Toronto-based Fairfax, whose founder Prem Watsa is dubbed "Canada's Warren Buffett", bought a €70 million convertible bond in FBD in 2015 to shore up the then-struggling insurer's finances as the industry grappled with soaring claims costs and low investment returns.
Under the terms of the deal, Fairfax can convert its bonds into equity from September 2018 if the shares remain above the conversion price of €8.50 for 180 days. Shares in FBD pierced through that level on Friday for the first time since July 2015 to reach a high of €8.60. Two years ago, analysts gave the stock little chance of reaching this level in the medium term, as they changed hands at around €6.20.

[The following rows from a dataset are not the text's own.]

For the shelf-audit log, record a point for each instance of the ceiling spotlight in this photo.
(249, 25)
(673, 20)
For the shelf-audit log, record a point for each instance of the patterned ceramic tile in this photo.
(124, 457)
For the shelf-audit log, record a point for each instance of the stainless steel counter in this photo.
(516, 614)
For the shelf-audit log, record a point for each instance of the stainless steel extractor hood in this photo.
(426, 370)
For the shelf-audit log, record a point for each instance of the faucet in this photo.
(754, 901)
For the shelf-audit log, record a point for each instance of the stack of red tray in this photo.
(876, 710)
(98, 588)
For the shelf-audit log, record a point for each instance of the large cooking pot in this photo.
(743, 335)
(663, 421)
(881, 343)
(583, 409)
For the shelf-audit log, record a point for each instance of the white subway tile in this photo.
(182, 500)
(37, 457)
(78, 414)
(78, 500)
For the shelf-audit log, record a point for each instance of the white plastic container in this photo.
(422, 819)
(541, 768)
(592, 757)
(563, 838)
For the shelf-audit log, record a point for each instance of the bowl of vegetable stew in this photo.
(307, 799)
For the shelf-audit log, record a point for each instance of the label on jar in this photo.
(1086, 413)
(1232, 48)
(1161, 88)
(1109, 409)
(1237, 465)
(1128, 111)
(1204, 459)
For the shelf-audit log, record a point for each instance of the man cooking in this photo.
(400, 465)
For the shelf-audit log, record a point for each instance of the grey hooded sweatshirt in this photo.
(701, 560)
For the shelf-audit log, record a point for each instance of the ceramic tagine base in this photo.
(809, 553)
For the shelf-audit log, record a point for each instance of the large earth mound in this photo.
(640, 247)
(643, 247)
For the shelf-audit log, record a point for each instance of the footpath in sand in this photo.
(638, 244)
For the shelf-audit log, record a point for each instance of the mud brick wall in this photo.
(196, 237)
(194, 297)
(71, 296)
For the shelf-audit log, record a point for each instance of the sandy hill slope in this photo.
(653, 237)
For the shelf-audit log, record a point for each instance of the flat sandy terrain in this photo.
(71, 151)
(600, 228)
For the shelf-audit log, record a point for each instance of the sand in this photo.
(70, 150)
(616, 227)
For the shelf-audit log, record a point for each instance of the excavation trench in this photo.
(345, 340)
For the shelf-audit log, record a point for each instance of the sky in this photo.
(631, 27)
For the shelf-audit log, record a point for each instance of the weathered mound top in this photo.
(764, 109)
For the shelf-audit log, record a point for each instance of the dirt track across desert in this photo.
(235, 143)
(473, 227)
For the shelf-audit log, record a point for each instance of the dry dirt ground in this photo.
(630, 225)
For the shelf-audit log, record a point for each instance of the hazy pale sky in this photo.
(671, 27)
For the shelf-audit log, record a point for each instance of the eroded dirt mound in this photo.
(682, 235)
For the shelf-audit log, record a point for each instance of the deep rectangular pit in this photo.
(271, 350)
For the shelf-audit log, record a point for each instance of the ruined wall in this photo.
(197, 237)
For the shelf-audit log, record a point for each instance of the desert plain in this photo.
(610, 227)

The worst is behind us. These are a good set of results
"I've no reason to believe they won't convert," Ms Muldoon said in response to questions from The Irish Times on the matter on Friday. She declined to speculate whether this may be a precursor to a change of ownership.
Expected industry levy
Ireland’s only publicly quoted insurer revealed on Friday it had swung into profit in the first half of the year, helped by the release of a €5.6 million provision previously set aside to cover its portion of an expected industry levy following the 2014 collapse of Setanta Insurance.
The Supreme Court moved in May to reject a lower court ruling in 2016 that the Motor Insurers' Bureau of Ireland (MIBI) carry the cost of Malta-based Setanta, which only wrote business in Ireland. The Republic's highest court has decided that the State's Insurance Compensation Fund pick up the bill, though capped at 65 per cent of the €90 million of Setanta's outstanding claims.
FBD delivered a €11.9 million pre-tax profit for the first half, compared to a €3.7 million loss for the same period last year.
“The worst is behind us,” said Ms Muldoon. “These are a good set of results.”
Ms Muldoon told an analysts’ briefing that “we are moving closer than I previously might have thought” to returning to dividend payments, which have been on hold since 2015.
Ms Muldoon, a former head of banking and insurance supervision at the Central Bank, took over at the helm of FBD on an interim basis in August 2015, before securing the role full-time two months later, as FBD and the wider Irish industry was in turmoil amid soaring claims and personal injury awards from the State's courts.
FBD and other insurers have also since hiked motor premiums in an effort to return to profitability. It returned to underwriting profit last year after increasing premiums by an average of 9 per cent. Gross written insurance premium rose by 4.9 per cent in the first half of this year to €189.7 million, with average rates increasing by 5 per cent.